One way that sealed batteries could compensate for heat build-up is to take advantage of the excellent thermal conductivity of copper. Sealed batteries can use copper intercell connectors— something not easily done with conventional vented batteries because of corrosion problems. Electrical insulation (necessary for safety) on these connectors, however, tends to limit the heat that they radiate.
Also, sealed battery designs generally use a "gentle" charge curve that, while it may take longer to recharge the battery, will tend to heat the battery less— at least while the battery is in good condition.
Hot Cables Cables and connectors may get so hot that they melt insulating materials, and this is not good. Any uncomfortably warm connectors and cables need to be examined and repaired. Usually the culprit is poor contact at the tips in the connectors, or bad crimp connections. In some cases, sulfuric acid may reach the copper cable through holes in the insulation and corrode the copper. This is soon apparent by swelling of the cable. Any swollen cables must be replaced.
A word about connector tip installation: use proper crimping tools for the gauge of cable you are working with, or solder tips in place with care. The flexible, fine-strand copper cables used on batteries and chargers wick up a substantial amount of solder as they reach soldering temperature, and can "starve the joint" by removing solder that you have supplied to the tip. Be aware of this, and provide a generous amount of solder to ensure a strong joint. Big copper cables also wick away a lot of heat, so a hot torch is the way to go here. Just be careful to avoid burning or melting insulation. A non-acid soldering paste flux must be applied generously before soldering.
Be safety conscious: replacing battery cable tips when the cables are attached to the battery requires care. Work only off to the side of the battery, never over the top. If cable ends touch each other, or touch a bare connector strap on the top of the battery, a powerful electrical arc will result which can cause severe burns or ignite battery gases.
In general, hot components mean that something is interfering with clean contact between the metallic conductors, or that the overall size of the conductors is too small to carry current loads. If a charger or battery has been retrofitted with cables of a smaller than adequate gauge, then the entire cable may heat up in use. Check with the charger and battery manufacturers for their recommendations if you suspect this to be the case.

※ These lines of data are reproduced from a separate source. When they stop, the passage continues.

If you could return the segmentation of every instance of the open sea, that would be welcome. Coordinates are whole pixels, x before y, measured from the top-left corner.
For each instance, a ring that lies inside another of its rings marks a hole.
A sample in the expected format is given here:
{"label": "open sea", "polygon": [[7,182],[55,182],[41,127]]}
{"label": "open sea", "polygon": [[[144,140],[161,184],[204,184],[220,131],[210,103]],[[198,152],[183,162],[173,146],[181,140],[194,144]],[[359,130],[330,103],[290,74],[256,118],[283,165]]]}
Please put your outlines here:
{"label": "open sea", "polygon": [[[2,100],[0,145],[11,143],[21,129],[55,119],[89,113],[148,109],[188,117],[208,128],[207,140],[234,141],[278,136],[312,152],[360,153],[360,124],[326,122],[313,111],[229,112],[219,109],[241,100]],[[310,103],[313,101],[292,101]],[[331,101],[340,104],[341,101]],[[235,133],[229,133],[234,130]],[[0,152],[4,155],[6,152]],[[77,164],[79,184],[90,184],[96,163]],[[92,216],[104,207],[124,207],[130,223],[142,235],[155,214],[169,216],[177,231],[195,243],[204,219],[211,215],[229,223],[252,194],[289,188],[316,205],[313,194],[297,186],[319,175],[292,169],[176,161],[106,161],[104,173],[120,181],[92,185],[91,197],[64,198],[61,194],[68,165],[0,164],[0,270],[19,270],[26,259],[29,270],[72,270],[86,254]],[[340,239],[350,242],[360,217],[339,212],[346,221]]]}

Hot Wire Check List Hot cables or melted connectors say nothing about charger or battery output misbehavior. The problem is strictly in the cables and connectors themselves. If you encounter hot cables check the following, in order:
Connector. Replace if cracked, broken, or melted. If melted, go to step 2.
Check Connector contact tips for clean contact surfaces. Use no abrasives— tarnished silver surfaces are good conductors and do not need to be “brightened up”.
If a lot of heating has taken place, crimped connections will be oxidized. Cut back cables to bright copper, then crimp new tips in position.
Repair damaged insulation on cables properly, or replace cables. Adhesive electrical tape is not considered a safe, permanent repair.
Heating near the charger end of the cables reveals a problem with the connection inside the charger. Whether from a bad terminal crimp or poorly tightened nut, heat will have oxidized copper surfaces and this oxidation must be removed before reassembly. (Unlike tarnish on silver, oxidized copper surfaces have high electrical resistance.)
If the above solutions do not take care of the overheating, check cable gauge and connector current rating— make sure that they are not too light to do the job.